- Processo sobre a sucessão no Rio continua sem previsão de retomada no STF, aguardando a publicação do acórdão do TSE sobre recursos que condenaram Cláudio Castro.
- Dino pediu vista e suspendeu a votação quando o placar era 4 a 1 favorável a eleições indiretas; ele dizia que devolvia o caso após o TSE publicar a decisão na íntegra.
- Ministério Público Eleitoral recorreu ao TSE questionando supostas contradições entre julgamento e acórdão; Dino disse que o TSE precisa aparar arestas para o STF decidir com segurança.
- O TSE rejeitou o recurso do MP, mantendo a discussão sobre se a cassação do diploma levaria a eleição direta ou indireta.
- Enquanto isso, a governança fica com o desembargador Ricardo Couto; a data limite para eleições suplementares antes de outubro seria 21 de junho, com risco de prorrogação.

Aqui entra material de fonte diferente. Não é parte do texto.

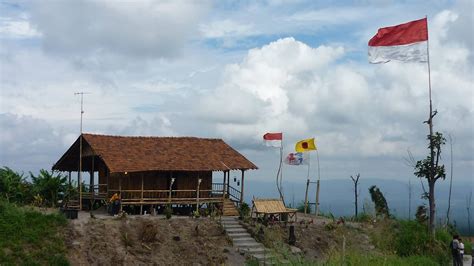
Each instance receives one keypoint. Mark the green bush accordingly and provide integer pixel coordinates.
(49, 186)
(357, 258)
(13, 187)
(244, 210)
(168, 212)
(29, 237)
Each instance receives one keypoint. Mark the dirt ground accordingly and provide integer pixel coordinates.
(139, 240)
(317, 237)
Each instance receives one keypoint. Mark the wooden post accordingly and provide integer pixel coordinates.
(91, 185)
(223, 186)
(316, 209)
(141, 206)
(107, 180)
(171, 189)
(306, 197)
(242, 188)
(120, 191)
(228, 183)
(197, 195)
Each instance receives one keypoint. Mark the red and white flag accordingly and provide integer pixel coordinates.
(273, 139)
(405, 42)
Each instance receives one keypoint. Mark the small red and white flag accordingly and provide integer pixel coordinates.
(273, 139)
(405, 42)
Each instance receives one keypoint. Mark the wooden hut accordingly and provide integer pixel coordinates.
(156, 170)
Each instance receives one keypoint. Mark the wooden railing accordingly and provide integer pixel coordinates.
(176, 195)
(234, 193)
(98, 191)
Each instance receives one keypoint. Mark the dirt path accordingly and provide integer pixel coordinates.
(140, 240)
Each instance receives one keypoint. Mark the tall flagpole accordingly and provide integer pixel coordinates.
(317, 185)
(307, 185)
(80, 150)
(279, 171)
(430, 124)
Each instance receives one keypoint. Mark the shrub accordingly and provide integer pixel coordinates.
(29, 237)
(168, 212)
(49, 186)
(381, 206)
(244, 210)
(357, 258)
(13, 187)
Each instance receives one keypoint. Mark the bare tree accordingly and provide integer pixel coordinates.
(410, 192)
(356, 194)
(450, 179)
(468, 209)
(431, 169)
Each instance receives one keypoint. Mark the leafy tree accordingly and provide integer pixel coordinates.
(430, 169)
(381, 207)
(49, 186)
(13, 186)
(356, 193)
(421, 214)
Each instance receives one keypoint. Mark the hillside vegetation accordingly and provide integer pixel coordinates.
(29, 237)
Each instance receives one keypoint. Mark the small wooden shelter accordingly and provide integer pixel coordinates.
(272, 210)
(156, 170)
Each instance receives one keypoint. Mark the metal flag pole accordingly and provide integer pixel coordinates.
(80, 150)
(278, 177)
(317, 185)
(430, 122)
(281, 173)
(307, 186)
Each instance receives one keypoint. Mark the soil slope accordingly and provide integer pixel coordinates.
(146, 240)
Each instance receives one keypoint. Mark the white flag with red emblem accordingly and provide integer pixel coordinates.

O processo sobre a sucessão no governo do Rio de Janeiro permanece parado no STF, sem prazo para retomada. O ministro Flávio Dino pediu vista e suspendeu a votação, alegando necessidade de aguardar a publicação do acórdão do TSE sobre recursos que envolvem Cláudio Castro.
O TSE julga recursos que questionam decisões do plenário sobre a inelegibilidade de Castro. A defesa do ex-governador aponta contradições entre o acórdão e o julgamento da Corte Eleitoral. Dino afirmou que só deverá atuar com segurança após o acórdão do TSE.
A Câmara de Dino mudou o rumo após o Ministério Público Eleitoral apresentar recurso ao TSE, sugerindo cassação do diploma. O MP argumenta que, com a cassação, haveria eleição direta, em vez de escolha pela Assembleia.
O tribunal eleitoral já rejeitou o recurso do MP, mantendo a avaliação de que a cassação não é automática. Mesmo com esse desfecho, o STF não iniciou a redação de seu voto, aguardando decisão do TSE.
Enquanto isso, o Rio de Janeiro é dirigido interinamente pelo desembargador Ricardo Couto, atual presidente do TJ, com previsão de continuidade até as próximas eleições, em outubro.
Situação atual e prazos
Com o impasse entre STF e TSE, não há tempo hábil para uma eleição direta antes de outubro, conforme calendário da Justiça Eleitoral. O TSE aponta prazo máximo de 21 de junho para eleições suplementares, caso haja decisão favorável.
Os pedidos de vista no STF podem estender o prazo por até 90 dias. O prazo para Dino devolver o processo vence em julho, quando começa o recesso do Judiciário, o que pode adiar ainda mais a análise ao segundo semestre.